“Young men of African-American and Latino background face the greatest challenges of everyone in America,” Chancellor Constance Carroll told attendees at the second annual Hermanos Unidos/Brothers United conference on March 11.
“We feel in the San Diego Community College District that we need to make an extra effort to help,” Carroll said. “This country has not provided what it should.”
To support young men of color and help them discuss strategies to overcome challenges in higher education, the City College event had keynote speakers from the African American and the Hispanic communities. Eight workshops were provided for the students to inspire them regarding their culture and ethnicity and to help them address and overcome the real-life issues these groups face.
Themes included social marginality, lack of opportunities, immigration, hostile school environments and discrimination based on stereotypes that often portray men of color as criminals and racial intolerance. The workshops allowed for discussion and opened networks for communication serving the students’ interests.
“A lot of those stereotypes come from the prison system, because is built to separate people,” math professor Misael Camarena said. “We need to change what is being done currently.”
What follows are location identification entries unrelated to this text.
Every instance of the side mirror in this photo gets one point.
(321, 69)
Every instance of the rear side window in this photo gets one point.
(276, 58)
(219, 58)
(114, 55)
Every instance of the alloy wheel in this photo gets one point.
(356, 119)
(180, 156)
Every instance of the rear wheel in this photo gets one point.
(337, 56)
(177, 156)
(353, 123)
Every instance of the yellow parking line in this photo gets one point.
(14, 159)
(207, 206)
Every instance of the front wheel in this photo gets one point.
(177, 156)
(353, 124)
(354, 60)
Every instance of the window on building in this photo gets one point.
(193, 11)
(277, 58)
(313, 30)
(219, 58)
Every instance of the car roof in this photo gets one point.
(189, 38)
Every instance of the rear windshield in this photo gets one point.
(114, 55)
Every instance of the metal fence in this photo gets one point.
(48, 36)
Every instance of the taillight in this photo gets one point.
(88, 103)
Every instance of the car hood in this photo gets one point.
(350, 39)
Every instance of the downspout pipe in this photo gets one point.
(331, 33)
Building understanding between African-Americans and Latinos, and unifying and increasing their academic achievement and giving them their right to hear their viewpoints was part of the challenge at the event. African American and Latino males have the lowest rates of graduation compared to other student groups.
“The majority of the jobs that are coming on board are going to require a College degree,” said Marylyn Harvey of the City College Foundation. “We need to make sure that our students, our young men, woman African-American and Latinos are getting those degrees, so they get to participate too in the great game of life.
“The conference is sort of the door opening, a motivation,” Harvey said.
Keynote speaker Jerome Hunter, a former president of City College and former Chancellor of the North Orange Community College District, encouraged students to think about what prohibits them from working together.
“Because the enemy is not aliens from space, but ignorance and intolerance, and because, the fun of playing a game is playing together,” Hunter said.
Nesha Savage, coordinator and founder of Hermanos Unidos/Brothers United, described the group’s activities.
“The program also has a student organization on campus, a mentoring program, and in the near future we are hoping to establish a HUBU learning community,” Savage said.